数仓计算天任务SQL数从2W降低到8K左右

2.原理分析

grouping sets 语法是hive0.10版引进的高级函数。

我们知道,下面sql

SELECT month, day,COUNT(DISTINCT device_id) AS uv,grouping_id FROM dwd_test GROUP BY month,day GROUPING SETS (month,day,(month,day)) ORDER BY grouping_id ;

等价于 

SELECT month,NULL,COUNT(DISTINCT device_id) AS uv,1 AS grouping_id FROM dwd_test GROUP BY month 
UNION ALL 
SELECT NULL,day,COUNT(DISTINCT device_id) AS uv,2 AS grouping_id FROM dwd_test GROUP BY day
UNION ALL 
SELECT month,day,COUNT(DISTINCT device_id) AS uv,3 AS grouping_id FROM dwd_test GROUP BY month,day

查询结果 

 

那为什么我们优化SQL时不直接使用UNION ALL语法呢?

因为使用UNION ALL合并分组集的缺点是代码太长并且性能比较低下,因为每一个查询都会分别单独扫描一次源表。

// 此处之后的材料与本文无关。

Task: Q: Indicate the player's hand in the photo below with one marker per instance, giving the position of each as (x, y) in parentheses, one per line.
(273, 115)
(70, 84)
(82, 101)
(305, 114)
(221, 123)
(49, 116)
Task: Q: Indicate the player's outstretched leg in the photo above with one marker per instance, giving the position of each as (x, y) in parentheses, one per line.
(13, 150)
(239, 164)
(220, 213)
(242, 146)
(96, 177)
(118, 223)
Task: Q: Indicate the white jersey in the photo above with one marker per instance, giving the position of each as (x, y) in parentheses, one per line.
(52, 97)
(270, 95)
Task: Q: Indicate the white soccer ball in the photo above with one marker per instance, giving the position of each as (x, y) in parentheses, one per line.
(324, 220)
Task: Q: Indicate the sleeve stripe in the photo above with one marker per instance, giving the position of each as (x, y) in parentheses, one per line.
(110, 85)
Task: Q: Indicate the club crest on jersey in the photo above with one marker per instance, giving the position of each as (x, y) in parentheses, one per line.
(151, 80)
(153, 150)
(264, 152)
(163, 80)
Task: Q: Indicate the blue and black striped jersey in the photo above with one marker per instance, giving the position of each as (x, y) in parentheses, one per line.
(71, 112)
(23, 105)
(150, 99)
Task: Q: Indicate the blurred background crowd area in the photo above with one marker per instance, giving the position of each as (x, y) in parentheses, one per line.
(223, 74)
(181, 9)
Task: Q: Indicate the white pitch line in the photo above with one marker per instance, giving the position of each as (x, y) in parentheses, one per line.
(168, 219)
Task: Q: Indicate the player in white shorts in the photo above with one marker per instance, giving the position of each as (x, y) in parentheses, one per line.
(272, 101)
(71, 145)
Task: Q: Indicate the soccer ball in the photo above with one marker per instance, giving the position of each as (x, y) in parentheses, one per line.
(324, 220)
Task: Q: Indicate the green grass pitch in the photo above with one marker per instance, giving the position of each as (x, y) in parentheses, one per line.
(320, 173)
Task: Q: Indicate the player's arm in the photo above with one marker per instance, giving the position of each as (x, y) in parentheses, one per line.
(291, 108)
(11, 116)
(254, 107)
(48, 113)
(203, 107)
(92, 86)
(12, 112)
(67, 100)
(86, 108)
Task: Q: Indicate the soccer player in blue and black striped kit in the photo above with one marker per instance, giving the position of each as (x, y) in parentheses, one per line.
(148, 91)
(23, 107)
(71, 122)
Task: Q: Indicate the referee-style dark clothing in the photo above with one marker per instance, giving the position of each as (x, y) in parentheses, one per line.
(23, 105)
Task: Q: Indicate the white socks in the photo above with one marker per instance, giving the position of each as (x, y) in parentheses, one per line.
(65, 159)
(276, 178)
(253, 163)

而使用GROUPINGS SETS合并分组集可明显减少代码长度,并且能够优化扫描源表的次数,不必为每个分组集单独对表源进行扫描,从而提高性能。

EXPLAIN
SELECT SOURCE,
       app_version,
       channel,
       sum(front_start_pv) AS front_start_pv,
       count(distinct(if(front_start_pv>0,deviceId,NULL))) AS front_start_uv,
       sum(all_start_pv) AS all_start_pv,
       count(distinct(deviceId)) AS all_start_uv
FROM
  (SELECT SOURCE,
          nvl(app_version,'') AS app_version,
          nvl(channel,'') AS channel,
          deviceId,
          sum(front_start_pv) AS front_start_pv,
          sum(all_start_pv) AS all_start_pv
   FROM dw_seek_edu.dwd_app_start_d
   WHERE dt = '2020-04-21'
     AND SOURCE='dw'
   GROUP BY SOURCE,
            nvl(app_version,''),
            nvl(channel,''),
            deviceId) a
GROUP BY SOURCE,
         app_version,
         channel
GROUPING
SETS ((SOURCE), (SOURCE,
                 app_version), (SOURCE,
                                channel), (SOURCE,
                                           app_version,
                                           channel))

 

explain SELECT SOURCE,
app_version,
channel,
province,
model,
sum(front_start_pv),
sum(if(front_start_pv>0,1,0)),
sum(all_start_pv),
sum(1)
FROM
(SELECT SOURCE,
app_version,
channel,
province,
model,
deviceId,
sum(front_start_pv) AS front_start_pv,
sum(all_start_pv) AS all_start_pv
FROM dw_seek_edu.dwd_app_start_d
WHERE dt='2020-04-21'
AND SOURCE='dw'
GROUP BY SOURCE,
app_version,
channel,
province,
model,
deviceId) a
GROUP BY SOURCE,
app_version,
channel,
province,
model

 

 

 对于SQL分析执行计划。图一为合并后的sql,图二为合并前四条SQL中的一条。从图中可知,grouping sets语法优化后的sql还是一个map一个reduce完成所有指标的计算,并没有更多的计算过程,最后多一个reduce完成数据的整理。

3.使用中遇到的坑

一、数据上报null值与grouping sets合并各维度组合产生的null区分

SQL1
SELECT SOURCE,
app_version,
channel,
sum(front_start_pv) AS front_start_pv,
count(distinct(if(front_start_pv>0,deviceId,NULL))) AS front_start_uv,
sum(all_start_pv) AS all_start_pv,
count(distinct(deviceId)) AS all_start_uv
FROM
(SELECT SOURCE,
nvl(app_version,'') AS app_version,
nvl(channel,'') AS channel,
deviceId,
sum(front_start_pv) AS front_start_pv,
sum(all_start_pv) AS all_start_pv
FROM dw_seek_edu.dwd_app_start_d
WHERE dt = '2020-04-21'
AND SOURCE='dw'
GROUP BY SOURCE,nvl(app_version,''),nvl(channel,''),deviceId
) a
GROUP BY SOURCE,app_version,channel
GROUPING SETS ((SOURCE), (SOURCE,app_version), (SOURCE,channel), (SOURCE,app_version,channel))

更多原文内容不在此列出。